Imagine walking up on stage in front of a packed house with an objective to make strangers laugh. For most people, this proposition sounds terrifying. For a comedian, it is just another Wednesday night.

Comedians are a rare breed of individual, often working odd jobs to make ends meet, spending every night in bars and clubs to tell jokes and seeing the world in a totally different way than what may be considered normal. This lifestyle and career choice might seem drastically different than the path you have chosen. But, believe it or not, comedians can teach you quite a bit about building a successful career.

Hopefully, you can benefit from these concepts without ever having to get on stage. Here are three lessons:

1. Become comfortable with failure.

Comedians are taught this lesson from the beginning, and they have an ability to fail, adapt and move forward. In comedy, failure is seen as a rite of passage, you earn your stripes by performing for less-than-excited crowds and overcoming performance obstacles. Everyone has a bad show, no matter who you are. By the time you see a polished hour-long special on Comedy Central or HBO, that comic has likely written three, five or 10 hours of material to develop a set that actually works. It's a difficult process and just like in other careers, enduring the failure makes success far more gratifying.

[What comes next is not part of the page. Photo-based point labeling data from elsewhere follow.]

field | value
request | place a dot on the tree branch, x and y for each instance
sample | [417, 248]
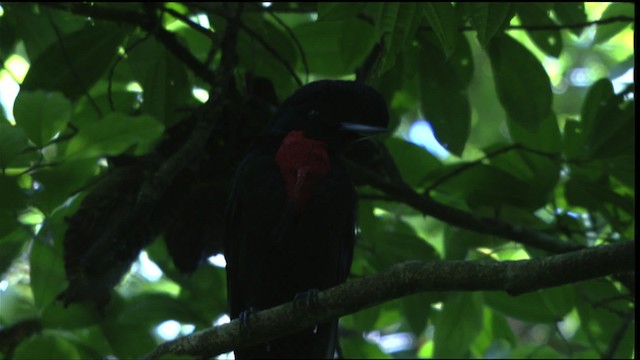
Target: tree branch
[513, 277]
[400, 191]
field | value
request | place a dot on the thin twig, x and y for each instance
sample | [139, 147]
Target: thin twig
[513, 277]
[293, 37]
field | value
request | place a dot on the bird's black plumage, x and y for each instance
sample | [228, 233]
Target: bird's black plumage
[291, 218]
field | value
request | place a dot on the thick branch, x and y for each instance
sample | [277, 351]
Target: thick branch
[400, 191]
[135, 18]
[513, 277]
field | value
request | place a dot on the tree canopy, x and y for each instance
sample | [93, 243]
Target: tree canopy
[510, 234]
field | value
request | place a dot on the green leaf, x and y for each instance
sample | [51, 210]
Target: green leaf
[597, 324]
[489, 19]
[398, 26]
[532, 14]
[328, 11]
[36, 30]
[355, 42]
[42, 114]
[13, 198]
[13, 141]
[522, 84]
[75, 66]
[413, 161]
[531, 307]
[457, 325]
[254, 57]
[346, 42]
[47, 273]
[155, 308]
[416, 309]
[127, 339]
[163, 78]
[70, 317]
[579, 191]
[487, 186]
[443, 19]
[571, 13]
[612, 132]
[607, 31]
[599, 93]
[46, 346]
[543, 172]
[114, 134]
[444, 101]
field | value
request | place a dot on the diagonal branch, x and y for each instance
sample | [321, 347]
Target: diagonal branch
[513, 277]
[400, 191]
[136, 18]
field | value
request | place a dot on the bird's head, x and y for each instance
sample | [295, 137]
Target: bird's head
[333, 111]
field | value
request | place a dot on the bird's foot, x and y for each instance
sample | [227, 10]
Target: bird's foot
[307, 299]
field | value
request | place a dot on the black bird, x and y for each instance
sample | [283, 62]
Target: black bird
[291, 217]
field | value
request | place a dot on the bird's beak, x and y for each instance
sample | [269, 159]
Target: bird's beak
[362, 129]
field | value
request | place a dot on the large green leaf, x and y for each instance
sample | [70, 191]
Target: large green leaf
[35, 26]
[255, 57]
[13, 141]
[46, 346]
[13, 200]
[599, 325]
[489, 19]
[58, 183]
[345, 42]
[571, 13]
[532, 14]
[42, 114]
[155, 308]
[522, 84]
[413, 161]
[164, 82]
[47, 273]
[443, 19]
[328, 11]
[607, 31]
[127, 338]
[73, 66]
[10, 246]
[398, 25]
[457, 325]
[73, 316]
[532, 307]
[443, 96]
[113, 135]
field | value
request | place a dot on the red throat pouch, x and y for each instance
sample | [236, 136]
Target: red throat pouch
[302, 162]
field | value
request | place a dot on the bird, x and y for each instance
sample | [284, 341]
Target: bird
[290, 219]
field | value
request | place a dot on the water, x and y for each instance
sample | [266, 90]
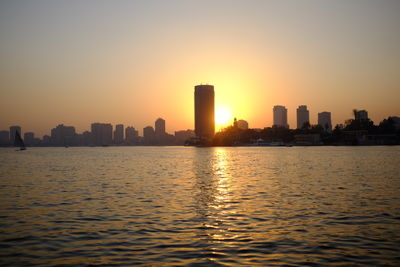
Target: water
[200, 206]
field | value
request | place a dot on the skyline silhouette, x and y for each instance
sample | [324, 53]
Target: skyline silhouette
[79, 62]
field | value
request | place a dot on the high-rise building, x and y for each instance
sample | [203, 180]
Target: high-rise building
[29, 138]
[280, 116]
[324, 120]
[160, 127]
[303, 116]
[4, 138]
[102, 134]
[182, 136]
[204, 111]
[13, 130]
[119, 134]
[242, 124]
[131, 135]
[148, 134]
[360, 115]
[62, 135]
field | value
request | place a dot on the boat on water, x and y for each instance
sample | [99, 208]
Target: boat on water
[19, 142]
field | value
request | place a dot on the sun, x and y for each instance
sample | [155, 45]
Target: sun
[223, 116]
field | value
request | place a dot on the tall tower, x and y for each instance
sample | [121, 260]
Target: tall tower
[160, 127]
[13, 130]
[280, 116]
[119, 134]
[204, 111]
[303, 116]
[324, 120]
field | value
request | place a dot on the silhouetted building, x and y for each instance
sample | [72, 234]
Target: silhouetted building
[4, 138]
[119, 134]
[160, 127]
[131, 135]
[242, 124]
[182, 136]
[46, 140]
[324, 120]
[307, 139]
[303, 116]
[360, 115]
[62, 135]
[204, 111]
[13, 130]
[149, 135]
[29, 138]
[102, 134]
[280, 116]
[396, 121]
[87, 138]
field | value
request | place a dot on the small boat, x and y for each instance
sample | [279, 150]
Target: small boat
[18, 141]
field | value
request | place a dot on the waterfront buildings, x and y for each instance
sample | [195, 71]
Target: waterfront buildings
[324, 120]
[29, 138]
[182, 136]
[303, 116]
[204, 111]
[13, 130]
[360, 115]
[280, 116]
[4, 138]
[242, 124]
[101, 134]
[119, 134]
[131, 135]
[148, 135]
[159, 127]
[62, 135]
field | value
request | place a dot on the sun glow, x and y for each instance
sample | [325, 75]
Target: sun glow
[223, 117]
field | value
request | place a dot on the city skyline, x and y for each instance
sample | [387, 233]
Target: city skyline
[76, 63]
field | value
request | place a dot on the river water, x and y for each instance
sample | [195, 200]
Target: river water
[200, 206]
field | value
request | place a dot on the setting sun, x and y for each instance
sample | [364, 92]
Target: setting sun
[223, 116]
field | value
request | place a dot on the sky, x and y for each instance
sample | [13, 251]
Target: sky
[130, 62]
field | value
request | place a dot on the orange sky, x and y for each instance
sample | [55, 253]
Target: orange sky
[132, 62]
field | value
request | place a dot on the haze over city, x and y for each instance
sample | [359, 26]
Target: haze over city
[81, 62]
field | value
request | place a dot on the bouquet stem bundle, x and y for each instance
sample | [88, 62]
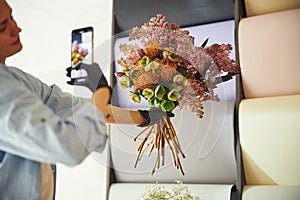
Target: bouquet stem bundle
[157, 136]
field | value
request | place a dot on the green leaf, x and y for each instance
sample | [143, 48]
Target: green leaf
[173, 95]
[135, 98]
[145, 61]
[160, 91]
[167, 106]
[148, 93]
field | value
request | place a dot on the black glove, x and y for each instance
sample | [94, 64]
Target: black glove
[152, 115]
[86, 75]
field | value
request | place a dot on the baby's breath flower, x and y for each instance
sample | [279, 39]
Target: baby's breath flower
[159, 192]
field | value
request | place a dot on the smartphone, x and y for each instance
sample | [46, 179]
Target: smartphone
[81, 49]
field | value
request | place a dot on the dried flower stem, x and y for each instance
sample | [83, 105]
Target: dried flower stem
[163, 132]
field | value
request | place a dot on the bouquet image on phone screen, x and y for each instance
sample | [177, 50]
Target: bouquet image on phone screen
[81, 50]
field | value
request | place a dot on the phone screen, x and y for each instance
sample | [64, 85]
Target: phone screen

2. Not everything has to be a competition.

In business you are conditioned to be exceptionally competitive. In some cases, that mentality serves you well. For instance, if you are going up for a promotion or head-to-head with someone for a new job. However, we tend to turn everything into a competition and it doesn't have to be that way. Surprisingly, comedy is far more collaborative than it is competitive. Through comedy, there is room for all of us to succeed and there is room for everyone to be funny. This is an idea that business folks could benefit from. Be kind to one another and look for ways to build each other up. Ultimately it will have a positive impact for you down the line.

3. Know your audience.

In comedy, this one might seem obvious. As a comedian, you have to know your audience and what influences them. In other words, ask yourself, how you can connect with them and get your message to resonate? In business, this idea isn't spoken about nearly as much, but it is just as important. Especially because an audience doesn't have to mean a 200-seat comedy club, your audience could be your colleagues, your customers or your boss. We spend a lot of time talking about our message from our perspective, without thinking about the implications for those around us. For example, if you want a promotion, you may walk into your superior's office and make a case for why you think you deserve it. Instead, try approaching the conversation by laying out reasons why your promotion will help your boss and the organization. Simply considering how your message is going to be received will make it much more effective, no matter your audience.